Storytelling

Celtx the Screenwriting Software

I do the bulk of my writing using Celtx. I call it screenwriting software, but it is intended for much more than that. I just have only so many hours in a day, and can’t work on comic books, novels, plays, and radio scripts all at once.  I use it for screenplays.

Celtx does a fine job producing a script that is ready to be shared with the world.  The formatting is accurate and correct. It does all this in a fast and convenient manner. Considering it is free to download, I love it.

When creating a script, the software cleverly recognizes that hitting ENTER or the TAB key will toggle through different line styles for scene heading, action, character, or dialogue. This makes for fast and efficient typing.

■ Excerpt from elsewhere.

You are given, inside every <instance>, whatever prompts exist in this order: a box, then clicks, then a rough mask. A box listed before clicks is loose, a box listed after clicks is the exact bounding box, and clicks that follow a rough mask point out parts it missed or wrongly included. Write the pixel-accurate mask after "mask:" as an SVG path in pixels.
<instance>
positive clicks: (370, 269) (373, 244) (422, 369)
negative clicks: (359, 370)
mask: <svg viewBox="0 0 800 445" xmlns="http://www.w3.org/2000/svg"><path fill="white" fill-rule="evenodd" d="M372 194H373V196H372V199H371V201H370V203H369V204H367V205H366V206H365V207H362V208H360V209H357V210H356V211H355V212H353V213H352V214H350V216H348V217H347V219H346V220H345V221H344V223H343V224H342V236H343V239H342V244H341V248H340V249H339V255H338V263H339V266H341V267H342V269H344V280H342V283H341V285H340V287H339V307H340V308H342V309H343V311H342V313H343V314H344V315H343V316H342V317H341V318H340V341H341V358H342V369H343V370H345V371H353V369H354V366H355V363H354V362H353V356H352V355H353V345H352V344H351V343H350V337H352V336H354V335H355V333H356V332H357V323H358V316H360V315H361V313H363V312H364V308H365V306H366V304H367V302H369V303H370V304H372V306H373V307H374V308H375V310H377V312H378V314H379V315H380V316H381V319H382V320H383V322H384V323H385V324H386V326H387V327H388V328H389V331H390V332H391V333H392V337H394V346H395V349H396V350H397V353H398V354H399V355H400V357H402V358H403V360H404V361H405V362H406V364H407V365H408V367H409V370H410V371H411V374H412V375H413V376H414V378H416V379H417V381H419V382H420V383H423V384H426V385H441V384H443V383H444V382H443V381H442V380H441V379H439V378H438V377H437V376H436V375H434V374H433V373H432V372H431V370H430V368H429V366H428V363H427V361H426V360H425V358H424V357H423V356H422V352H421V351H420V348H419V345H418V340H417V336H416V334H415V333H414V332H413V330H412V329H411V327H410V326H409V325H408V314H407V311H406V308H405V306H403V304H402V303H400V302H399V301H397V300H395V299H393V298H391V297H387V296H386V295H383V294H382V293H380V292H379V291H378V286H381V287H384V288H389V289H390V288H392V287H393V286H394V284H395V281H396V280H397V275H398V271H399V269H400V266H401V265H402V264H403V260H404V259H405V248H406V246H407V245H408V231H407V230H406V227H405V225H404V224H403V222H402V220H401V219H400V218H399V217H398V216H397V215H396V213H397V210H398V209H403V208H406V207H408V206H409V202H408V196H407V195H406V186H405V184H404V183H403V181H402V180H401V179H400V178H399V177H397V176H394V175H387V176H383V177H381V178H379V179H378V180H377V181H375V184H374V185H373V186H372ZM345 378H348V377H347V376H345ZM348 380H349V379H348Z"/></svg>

The only complaint I have is that there are no keyboard shortcuts for choosing the style of a given line. This comes into play when I import a block of text and want to convert it to a script. I often have to revert to using the mouse to choose a style which gets a little clumsy. But I’m being picky.

To format a script, you do have to be connected to the internet because, apparently, the software retrieves formatting information from a secret consortium’s server bank. Or something like that. But it works, and on those rare occasions I don’t have a connection, I do something else until I am back on the grid. It’s a nit, and I just keep moving along.

Celtx also has options for sharing scripts using version control software (CVS) and is tightly integrated with the server system to pull it off, and adds nice window dressing and multi-user capability for a nominal fee. If you are collaborating, or just want to save your ass when your laptop fails you, Celtx Studios is the answer.

I have been using it for two years now, and I have used it on Windows machines and my Ubuntu laptop. I really like it, and I am willing to risk sounding like a fantard to let others know. So there.